PINOCCHIO – Enzo D’Alò
Un lavoro lungo, impegnativo e tortuoso per il regista di questo Pinocchio, che di nuovo, in realtà, non ha moltissimo. La storia ormai abusata non riesce ad affascinare più come un tempo, lasciando spazio a momenti ricolmi di noia, non mitigati da parentesi nostalgiche e amare.
La rivisitazione del libro di Carlo Collodi è forte di linee pulite ed essenziali, Enzo D’Alò non ricorre al digitale prediligendo una scenografia semplice, disegnata da Lorenzo Menotti, artista in grado di riempire la pellicola di disegni coloratissimi e ipnotici in grado di trasportare il protagonista (e lo spettatore) in un viaggio trascendentale e aleatorio. I toni variano dal vivace al cupo, in base alle emozioni da sottolineare.
Enzo D’Alò, così come Collodi, pone in rilevanza il rapporto tra padre e figlio: la gioia di Geppetto nell’avere un bambino e l’affrontare i conseguenti sacrifici. Geppetto è un padre che si rivede nel figlio, riflettendosi nel suo viso, nei suoi gesti, nei suoi sogni, riversando speranze e rimpianti. I desideri di Geppetto si scontrano con quelli di Pinocchio che, irriverente e disobbediente, non ne comprende i contorni, filando via veloce da avventura ad avventura con la dovuta scorta di bugie.

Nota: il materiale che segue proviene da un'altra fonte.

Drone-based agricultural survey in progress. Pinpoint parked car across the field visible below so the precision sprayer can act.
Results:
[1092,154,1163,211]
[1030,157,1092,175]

La vera novità di questo Pinocchio consta proprio nel maggiore approfondimento della vita di Geppetto (in realtà vivace come il figlio) e nella figura della fata turchina, che qui risulta privata dei suoi toni autoritari propendendo verso un aspetto materno. Spicca (e come potrebbe non farlo) la colonna sonora scritta e cantata da Lucio Dalla, che ha anche doppiato uno dei personaggi. Pinocchio di D’Alò merita certo una visione ma, anche se il regista ha smorzato i toni perbenisti dell’originale, soffre di un sapore di naftalina difficile da scrollarsi di dosso.